I never wanted to end. Each night like air, I denied the lavender
and sage, marjoram, saffron. I could resist all the temptation
sans amour dans sa vie, the slap of the dying rose. Wherever
she’s disappeared to I shall be that province’s bird.
The obvious blur of song that remains after she’s gone.

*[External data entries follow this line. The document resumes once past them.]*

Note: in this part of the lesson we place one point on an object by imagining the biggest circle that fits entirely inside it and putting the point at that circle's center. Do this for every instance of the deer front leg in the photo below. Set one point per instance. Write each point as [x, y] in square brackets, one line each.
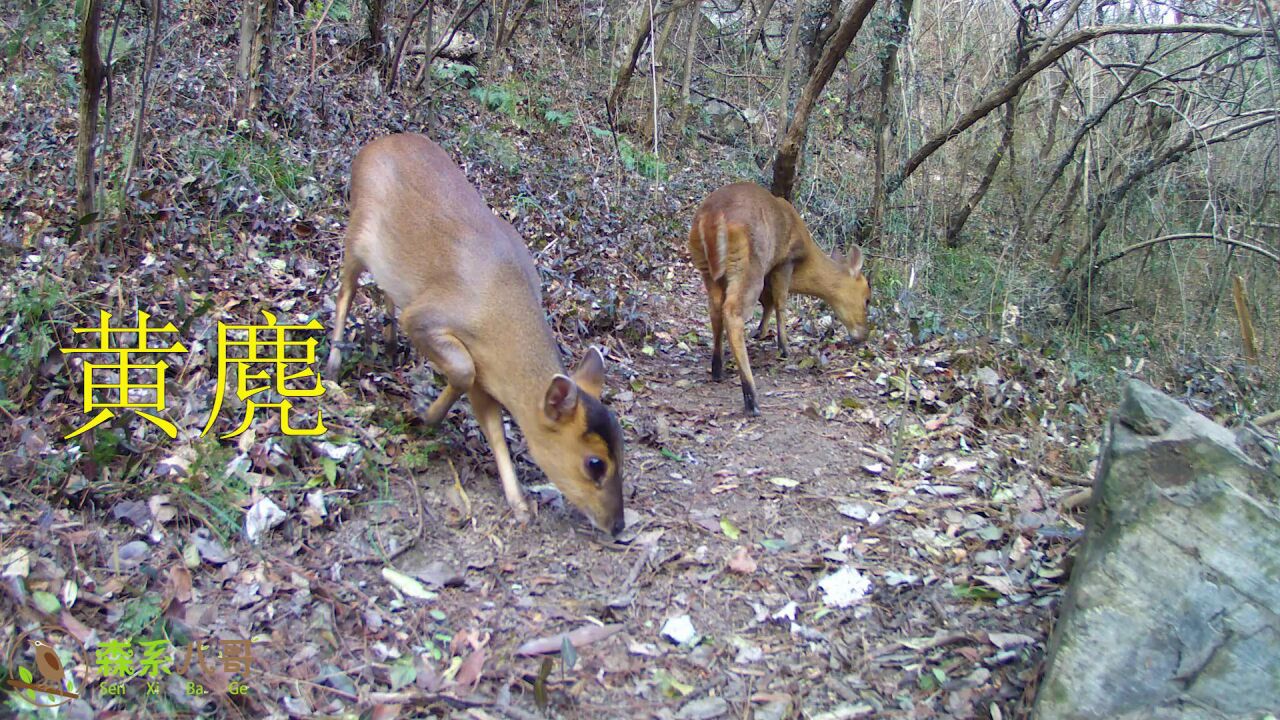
[447, 354]
[489, 415]
[777, 288]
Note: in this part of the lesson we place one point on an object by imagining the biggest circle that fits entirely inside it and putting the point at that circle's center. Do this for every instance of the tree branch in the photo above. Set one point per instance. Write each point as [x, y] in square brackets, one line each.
[1148, 242]
[1010, 89]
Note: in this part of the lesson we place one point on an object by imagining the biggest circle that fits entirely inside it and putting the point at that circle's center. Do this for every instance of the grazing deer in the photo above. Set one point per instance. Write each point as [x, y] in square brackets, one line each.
[471, 304]
[749, 245]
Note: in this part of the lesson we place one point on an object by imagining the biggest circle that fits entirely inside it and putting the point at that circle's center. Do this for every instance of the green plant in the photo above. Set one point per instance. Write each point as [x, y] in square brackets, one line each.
[263, 163]
[496, 98]
[26, 338]
[456, 73]
[138, 615]
[558, 117]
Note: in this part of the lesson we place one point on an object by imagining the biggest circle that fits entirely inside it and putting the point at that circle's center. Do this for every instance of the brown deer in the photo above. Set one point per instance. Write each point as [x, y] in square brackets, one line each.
[471, 304]
[748, 244]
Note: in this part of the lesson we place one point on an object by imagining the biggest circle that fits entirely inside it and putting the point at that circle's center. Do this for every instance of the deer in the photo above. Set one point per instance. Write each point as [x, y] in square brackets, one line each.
[746, 244]
[470, 302]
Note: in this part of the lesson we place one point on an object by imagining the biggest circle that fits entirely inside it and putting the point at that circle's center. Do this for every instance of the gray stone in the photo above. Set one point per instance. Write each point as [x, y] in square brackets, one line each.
[1171, 611]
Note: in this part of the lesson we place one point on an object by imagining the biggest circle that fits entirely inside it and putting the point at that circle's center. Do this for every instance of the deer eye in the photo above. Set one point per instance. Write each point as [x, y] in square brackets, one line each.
[595, 469]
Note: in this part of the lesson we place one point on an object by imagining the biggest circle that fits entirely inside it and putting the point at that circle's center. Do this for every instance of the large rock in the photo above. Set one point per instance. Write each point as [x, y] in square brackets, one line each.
[1174, 604]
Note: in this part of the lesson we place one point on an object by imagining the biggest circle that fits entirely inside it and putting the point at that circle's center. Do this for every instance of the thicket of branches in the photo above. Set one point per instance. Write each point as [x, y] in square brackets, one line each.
[1097, 164]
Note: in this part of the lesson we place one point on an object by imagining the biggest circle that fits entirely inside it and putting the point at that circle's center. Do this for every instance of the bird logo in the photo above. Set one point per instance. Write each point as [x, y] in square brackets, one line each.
[54, 686]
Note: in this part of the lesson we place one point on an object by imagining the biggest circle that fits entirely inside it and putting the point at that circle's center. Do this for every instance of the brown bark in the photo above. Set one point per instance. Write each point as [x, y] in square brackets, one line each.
[511, 26]
[757, 30]
[627, 69]
[376, 26]
[688, 74]
[1010, 89]
[92, 73]
[1104, 208]
[1242, 314]
[667, 27]
[256, 31]
[956, 219]
[398, 55]
[789, 64]
[880, 127]
[787, 156]
[156, 9]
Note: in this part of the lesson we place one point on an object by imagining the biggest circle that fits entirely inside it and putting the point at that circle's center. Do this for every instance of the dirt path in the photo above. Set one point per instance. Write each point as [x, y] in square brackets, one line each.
[734, 523]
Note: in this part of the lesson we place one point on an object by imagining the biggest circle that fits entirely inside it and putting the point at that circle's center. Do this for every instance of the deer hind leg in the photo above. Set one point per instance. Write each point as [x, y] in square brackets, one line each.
[389, 328]
[767, 301]
[489, 415]
[736, 327]
[716, 304]
[777, 287]
[351, 270]
[446, 352]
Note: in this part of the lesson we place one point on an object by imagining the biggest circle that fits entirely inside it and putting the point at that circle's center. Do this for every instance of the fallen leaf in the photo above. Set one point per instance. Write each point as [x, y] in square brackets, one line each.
[584, 636]
[406, 584]
[730, 529]
[680, 629]
[181, 579]
[844, 587]
[1000, 583]
[704, 709]
[1005, 641]
[161, 509]
[470, 671]
[261, 518]
[210, 550]
[741, 561]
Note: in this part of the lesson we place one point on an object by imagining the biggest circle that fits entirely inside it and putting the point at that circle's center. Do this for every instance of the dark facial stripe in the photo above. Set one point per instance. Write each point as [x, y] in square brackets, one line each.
[600, 422]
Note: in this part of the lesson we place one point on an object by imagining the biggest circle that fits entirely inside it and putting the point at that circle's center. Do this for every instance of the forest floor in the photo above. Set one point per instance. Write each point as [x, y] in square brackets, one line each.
[910, 475]
[888, 538]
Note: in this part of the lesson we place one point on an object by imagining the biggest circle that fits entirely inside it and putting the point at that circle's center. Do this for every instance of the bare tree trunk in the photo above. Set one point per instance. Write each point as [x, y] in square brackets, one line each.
[688, 76]
[1016, 62]
[510, 28]
[819, 33]
[789, 65]
[144, 92]
[92, 73]
[880, 128]
[434, 46]
[376, 23]
[398, 55]
[1242, 314]
[1010, 89]
[650, 121]
[757, 31]
[1055, 110]
[787, 156]
[256, 31]
[1104, 206]
[638, 44]
[956, 219]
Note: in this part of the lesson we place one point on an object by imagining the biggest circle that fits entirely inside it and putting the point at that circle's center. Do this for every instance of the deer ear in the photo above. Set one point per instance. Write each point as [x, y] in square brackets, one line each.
[589, 374]
[855, 260]
[561, 400]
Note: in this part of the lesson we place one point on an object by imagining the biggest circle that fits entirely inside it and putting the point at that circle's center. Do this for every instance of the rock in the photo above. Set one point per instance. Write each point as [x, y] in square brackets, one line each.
[1170, 613]
[704, 709]
[680, 629]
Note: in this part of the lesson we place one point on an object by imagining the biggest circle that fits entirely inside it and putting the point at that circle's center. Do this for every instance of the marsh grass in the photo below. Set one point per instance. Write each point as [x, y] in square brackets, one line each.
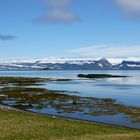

Beautiful, sensual and tactile, these images works on all the senses. I love beginning the poem with a confession and how the poem pivots from masculine to feminine at the herb garden, the reluctant voice following along to that perfectly realized and lovely ending. --Sara Clancy
THIRD PLACEby Billy Howell-Sinnard
His left arm hangs at his side
like the pendulum
of an unwound clock.
The right is getting weaker.
He’s breathing just fine,
but gets short of breath
because he knows the prognosis.
He takes a Xanax.
Legs turning to pillars of salt,
his wife worries he’ll fall again.
She tried to lift him above
his protests. He’s as much dead
weight as the left arm he moves
like a ventriloquist’s dummy,
or cuddles like a dead pet
he can’t part with.
I take him a wide velcro belt
that has a strap
for the upper arm and one
for the forearm. Otherwise,
it will flop around like furniture
on a ship in rough seas.
She wants to keep him home
as long as possible, her pain
as numbing as his disease.
I can only offer him meds,
a handshake to the remaining
semi-workable arm as I’m leaving,
and the hope I’ll come again
next week. His heart and mind
untouched by the glacier
moving through his body,
one day, buried alive.
So interesting how this poem deftly intersperses familiar images with the matter of fact language of medicine and decline. The effect is both compelling and horrifying; a pillar of salt, a ventriloquist dummy to describe a limb that can no longer move, the disease itself, a moving glacier. As I read and reread these poems, I kept returning to this one, clearly seeing this man locked into the progression of his illness with his Xanax, his worried wife and his arm velcroed in place. --Sara Clancy
HONORABLE MENTIONby Ray
Wild Poetry Forum
A phrase he chanced upon in Chapter Twenty-One
of Sense and Sensibility: a contretemps
between the exemplars of refinement
and vulgarity, centring upon whether
their host’s ungovernable offspring
were indulged overmuch or just enough.
He wondered where it is, the outside of enough,
imagined a circle of evenings such as this
when the Tranquilyn has ceased its focusing effect
and the Tourettish tics grow louder and more often,
when listening skills are forgotten and she pokes
her face into a prickle of defiance.
Thinking, this is where we live, what we’ve become
familiar with, somewhere beyond lies
the abyss that’s been occasionally glimpsed,
a fear that one day we’ll wake to find
the entire household contents pinched
and zipped inside her eighty-seven bags.
And despite the study days, comprehending
her condition and a wealth of experience
looking after awkward children, he hears a voice
insisting he could change his name and vanish
if only he could manage a semblance of self-murder.
The outside of enough moves off a little further.